CIUs are exploding nationally: 2015 counted 24 CIUs in jurisdictions across the U.S. Experts say these units are powering the rising number of exonerations; to date, CIUs have pushed forward 151 exonerations, including 58 in 2015.
Yet at the same time, the mere presence of a unit doesn't mean a jurisdiction is overturning convictions at a rapid clip. Or even at all.
"As of this week, the CIU had received 88 requests for review since it was launched," Cuyahoga County prosecutor spokesman Joe Frolik tells Scene. "Sixteen made it through the initial screening process. Eight of those are still pending. To date, the CIU has not recommended an exoneration."
According to the National Registry, this isn't rare. "Half of all CIUs have not been involved in any exonerations — and four others worked on one only — including several that have existed for three to five years," the registry's 2015 report says. "The performance of these CIUs has been highly variable and some have been criticized as mere window dressing."
Frolik declined to offer specifics on the eight cases currently under review by the Cuyahoga County CIU. But at least one case is currently sitting in the local court system that could represent another significant exoneration for the county. It's also one that the Cuyahoga County prosecutor's office is fighting.

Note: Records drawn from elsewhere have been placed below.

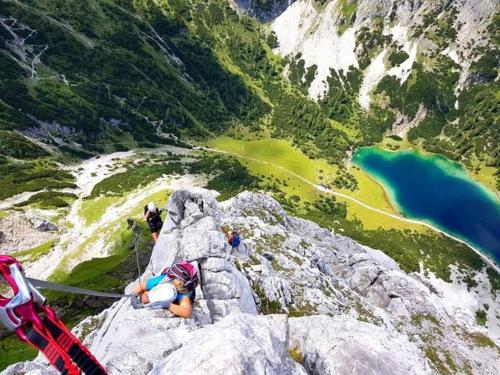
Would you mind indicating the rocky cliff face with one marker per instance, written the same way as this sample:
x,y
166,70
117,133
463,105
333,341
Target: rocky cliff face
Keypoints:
x,y
329,35
292,299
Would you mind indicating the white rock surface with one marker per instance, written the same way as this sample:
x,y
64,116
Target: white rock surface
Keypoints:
x,y
343,345
366,316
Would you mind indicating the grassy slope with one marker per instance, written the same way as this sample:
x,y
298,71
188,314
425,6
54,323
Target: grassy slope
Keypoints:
x,y
269,153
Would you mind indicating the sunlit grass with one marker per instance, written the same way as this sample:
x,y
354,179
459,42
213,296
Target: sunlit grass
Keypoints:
x,y
266,157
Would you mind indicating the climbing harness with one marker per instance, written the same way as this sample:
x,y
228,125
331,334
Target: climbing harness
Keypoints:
x,y
37,324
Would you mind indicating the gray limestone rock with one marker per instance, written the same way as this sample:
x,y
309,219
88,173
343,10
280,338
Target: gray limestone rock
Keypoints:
x,y
343,345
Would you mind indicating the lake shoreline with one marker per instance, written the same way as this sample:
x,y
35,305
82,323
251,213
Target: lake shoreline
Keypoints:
x,y
390,194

In February 1995, three men — Laurese Glover, Eugene Johnson and Derrick Wheatt — were arrested for the murder of a 19-year-old on an East Cleveland street. At trial, police produced a witness who claimed she'd seen one of the defendants fire on the victim, as well as forensics tests that claimed to have detected gun-powder residue on the defendants and in the SUV they were driving at the time. Despite their claims of innocence, the men were convicted.
But as the years passed, new details began to emerge for the East Cleveland Three. The witness changed her story, telling attorneys now she had not spotted any of the defendants fire on the victim, and that she'd only testified as such at prompting from police. The chemical tests used to detect gunpowder were also largely discredited due to their tendency to create false-positive results.
But most important: Defense attorneys for the first time gained access to the full police file. This included exculpatory evidence that should have shifted the investigators' attention away from the three men, including two previously undisclosed witnesses who saw and recognized the actual gunman. This material was never provided to defense attorneys for the original trial.
Last year, the Ohio Innocence Project (OIP) was able to win bond for the three. The state has since fought the East Cleveland Three's efforts at exoneration, and their attorneys argued for a new trial before an appeals court in January. (A judge had previously granted a motion for a new trial; McGinty's office appealed that decision. They're still waiting for the results from the 8th District's decision.)
"These men have insisted they were innocent for 18 years," says Brian Howe, one of the Ohio Innocence Project attorneys working the case. "Never wavered. In that time, the case against them has fallen apart, and new evidence of their innocence has been found by the defense. They deserve a fair trial, one where the jury gets to hear all the facts. If they get that chance, we are confident they will be vindicated."